W listopadzie 2012 r. stołeczna policja zatrzymała - w zbiegowisku podczas piłkarskich derbów Warszawy - Tomasza J. i Damiana P. podejrzewanych o podpalenie wozu TVN24. Na policji Tomasz J. przyznał się, że rzucał w wóz racami, a Damian P. - do ich podawania koledze.
Obaj 20-latkowie zostali skazani na dwa lata więzienia bez zawieszenia, a ponadto do zapłacenia prawie 800 tys. zł odszkodowania.

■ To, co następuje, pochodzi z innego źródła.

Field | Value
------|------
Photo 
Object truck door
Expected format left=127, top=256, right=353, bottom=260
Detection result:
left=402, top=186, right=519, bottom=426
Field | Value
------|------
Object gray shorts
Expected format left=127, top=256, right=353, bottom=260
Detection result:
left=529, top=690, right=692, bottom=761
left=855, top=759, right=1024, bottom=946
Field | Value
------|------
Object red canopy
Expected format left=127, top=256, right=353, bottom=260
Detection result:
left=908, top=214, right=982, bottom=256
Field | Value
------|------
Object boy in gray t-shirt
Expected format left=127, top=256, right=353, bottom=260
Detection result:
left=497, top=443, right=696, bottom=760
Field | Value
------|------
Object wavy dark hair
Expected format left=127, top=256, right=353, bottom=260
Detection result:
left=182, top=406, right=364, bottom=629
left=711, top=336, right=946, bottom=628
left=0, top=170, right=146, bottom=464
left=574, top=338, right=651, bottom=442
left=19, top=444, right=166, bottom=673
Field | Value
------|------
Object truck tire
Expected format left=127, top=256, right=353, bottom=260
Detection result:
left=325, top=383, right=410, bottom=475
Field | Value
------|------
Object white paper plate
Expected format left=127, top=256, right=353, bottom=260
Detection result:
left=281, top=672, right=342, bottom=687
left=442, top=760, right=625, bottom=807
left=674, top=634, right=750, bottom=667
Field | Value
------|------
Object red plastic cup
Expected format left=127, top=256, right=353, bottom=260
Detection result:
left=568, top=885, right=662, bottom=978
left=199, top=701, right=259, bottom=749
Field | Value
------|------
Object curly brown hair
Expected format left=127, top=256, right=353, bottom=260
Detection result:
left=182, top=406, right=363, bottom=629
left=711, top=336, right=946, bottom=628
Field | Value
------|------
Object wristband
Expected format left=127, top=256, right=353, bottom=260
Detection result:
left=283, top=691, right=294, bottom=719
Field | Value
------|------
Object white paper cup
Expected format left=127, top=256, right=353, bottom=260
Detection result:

Wyrok (nieprawomocny) jest niezwykle surowy: kilka miesięcy temu za śmiertelne pobicie 17-latka sąd wymierzył trójce oskarżonych kary po 2 lata pozbawienia wolności - ale w zawieszeniu na 5 lat. Okazuje się więc, że wóz TVN jest dziś cenniejszy niż ludzkie życie.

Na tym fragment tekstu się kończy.